Nel libro Le alternative non esistono. Vita e opere di Tommaso Labranca (Il Mulino) Claudio Giunta lo racconta, spiega che cosa ha pensato e che cosa ha detto nei suoi venticinque anni di lavoro, e attraverso di lui ridescrive il divertente ma straziante magma culturale nel quale tutti noi siamo immersi.

libro su Labranca

Su ilLibraio.it, per gentile concessione della casa editrice, pubblichiamo un estratto

Gli anni del riciclo

All’inizio degli anni Sessanta, in Apocalittici e integrati, Eco ironizzava sulle «surcigliose condanne del gusto massificato» pronunciate dagli intellettuali. Anche per reagire a queste condanne, Eco studiò le articolazioni di questo gusto in prodotti culturali di massa come i fumetti di Steve Canyon o di Superman, i romanzi polizieschi, le avventure di Sandokan, Rita Pavone. Nel mezzo secolo successivo, il dilagare delle nuove arti e dei nuovi mezzi di comunicazione ha spinto la corsa del pendolo all’estremità opposta, sicché la contaminazione tra la cultura highbrow e la cultura lowbrow è un fatto ormai talmente ovvio che a suonare rivoluzionaria è oggi semmai la pretesa opposta, quella – che vige ancora forse soltanto in certi corsi universitari – di tenere distinti i due ambiti, privilegiando il classico duraturo sull’effimero contemporaneo.

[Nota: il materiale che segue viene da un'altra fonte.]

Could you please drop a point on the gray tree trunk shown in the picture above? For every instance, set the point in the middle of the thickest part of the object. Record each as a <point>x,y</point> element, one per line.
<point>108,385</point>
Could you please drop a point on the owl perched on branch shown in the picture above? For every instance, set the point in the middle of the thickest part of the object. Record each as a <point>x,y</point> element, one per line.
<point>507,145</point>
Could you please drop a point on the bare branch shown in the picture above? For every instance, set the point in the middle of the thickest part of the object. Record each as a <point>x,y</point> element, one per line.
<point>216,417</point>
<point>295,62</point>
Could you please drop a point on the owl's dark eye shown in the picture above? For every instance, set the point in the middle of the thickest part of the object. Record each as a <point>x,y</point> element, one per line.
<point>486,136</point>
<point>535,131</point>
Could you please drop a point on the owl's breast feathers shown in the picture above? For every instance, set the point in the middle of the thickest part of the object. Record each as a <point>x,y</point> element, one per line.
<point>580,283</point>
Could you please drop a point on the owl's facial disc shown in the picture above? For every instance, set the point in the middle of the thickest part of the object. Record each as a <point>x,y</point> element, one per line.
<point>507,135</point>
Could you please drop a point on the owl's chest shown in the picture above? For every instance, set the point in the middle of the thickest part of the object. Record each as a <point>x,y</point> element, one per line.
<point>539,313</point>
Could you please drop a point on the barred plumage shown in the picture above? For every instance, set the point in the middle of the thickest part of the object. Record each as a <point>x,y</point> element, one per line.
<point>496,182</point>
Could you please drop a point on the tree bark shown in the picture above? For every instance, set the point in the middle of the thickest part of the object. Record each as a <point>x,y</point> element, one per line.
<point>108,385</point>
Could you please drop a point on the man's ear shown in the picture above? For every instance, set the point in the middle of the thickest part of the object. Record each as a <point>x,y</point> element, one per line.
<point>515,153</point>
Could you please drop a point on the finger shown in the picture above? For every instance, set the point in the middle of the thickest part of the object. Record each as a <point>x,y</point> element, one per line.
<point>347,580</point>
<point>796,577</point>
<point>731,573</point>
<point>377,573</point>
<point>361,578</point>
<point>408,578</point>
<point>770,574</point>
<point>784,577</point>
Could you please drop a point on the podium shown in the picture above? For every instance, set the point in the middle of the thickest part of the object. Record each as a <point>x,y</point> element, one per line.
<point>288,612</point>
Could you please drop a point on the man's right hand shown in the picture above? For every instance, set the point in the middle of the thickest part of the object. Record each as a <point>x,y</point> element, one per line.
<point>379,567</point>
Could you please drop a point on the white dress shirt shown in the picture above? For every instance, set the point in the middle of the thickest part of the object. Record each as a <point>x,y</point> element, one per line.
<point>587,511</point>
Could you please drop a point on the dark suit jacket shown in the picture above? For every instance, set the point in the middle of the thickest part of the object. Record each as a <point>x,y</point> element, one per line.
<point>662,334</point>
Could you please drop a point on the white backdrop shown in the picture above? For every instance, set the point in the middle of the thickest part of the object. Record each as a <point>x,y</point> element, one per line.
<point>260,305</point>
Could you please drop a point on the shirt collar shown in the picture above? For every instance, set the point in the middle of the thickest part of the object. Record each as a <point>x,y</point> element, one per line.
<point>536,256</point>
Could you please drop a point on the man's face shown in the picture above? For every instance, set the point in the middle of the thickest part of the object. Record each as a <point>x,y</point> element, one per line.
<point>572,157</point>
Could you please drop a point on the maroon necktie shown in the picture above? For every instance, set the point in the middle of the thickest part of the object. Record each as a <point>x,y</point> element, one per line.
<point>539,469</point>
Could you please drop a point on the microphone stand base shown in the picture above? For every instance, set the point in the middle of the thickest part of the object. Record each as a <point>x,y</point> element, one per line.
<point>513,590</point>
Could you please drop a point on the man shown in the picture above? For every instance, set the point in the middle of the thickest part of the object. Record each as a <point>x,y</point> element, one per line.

Come abbiamo visto, la posizione di Labranca era singolare: non era un uomo di studio che si applica ai media e alle arti di massa bensì un uomo che conosce e pratica i media e le arti di massa e ne scrive con la cultura e la profondità di un uomo di studio. Com’era privo di pregiudizi ideologici nel riflettere sul bene e sul male della società dei consumi, così era privo di pregiudizi culturali, cioè sapeva apprezzare la bellezza o l’intelligenza di un’opera a prescindere dal valore che a quell’opera attribuiscono la considerazione comune o l’opinione degli esperti. Da qui, da questa disponibilità a prendere sul serio e sottoporre a giudizio, alla lettera, tutto, deriva lo spettro amplissimo della sua capacità d’ammirazione. Labranca sa elogiare, argomentando con competenza, cose tanto diverse come i campionamenti del deejay Molella e i video di Madonna, la tecnica di ripresa di Cesare Medail, le installazioni di Nam June Paik e le canzoni di Baglioni, i film di Risi e i testi di Freak Antoni degli Skiantos, i quadri di Riccardo Tommasi Ferroni e le canzoni e l’habitus di Renato Zero e di Orietta Berti. Perché anche nella sfera dell’arte, come nella sfera sociale, Labranca detesta i simulatori e ammira gli autentici, e sia Zero sia Orietta Berti lo sono. Anche per questo i libri che dedica all’uno e all’altra, benché scritti entrambi su commissione, sono libri riusciti, perché a parte allineare un numero impressionante di notizie e considerazioni intelligenti sulla loro opera e sulla loro epoca, Labranca stabilisce con i suoi biografati un rapporto di simpatia che gli permette tra l’altro di fare ciò che nessuno si sogna di fare occupandosi di questi cantanti proverbialmente lowbrow: spiegare come sono fatte le loro canzoni, dire perché piacciono.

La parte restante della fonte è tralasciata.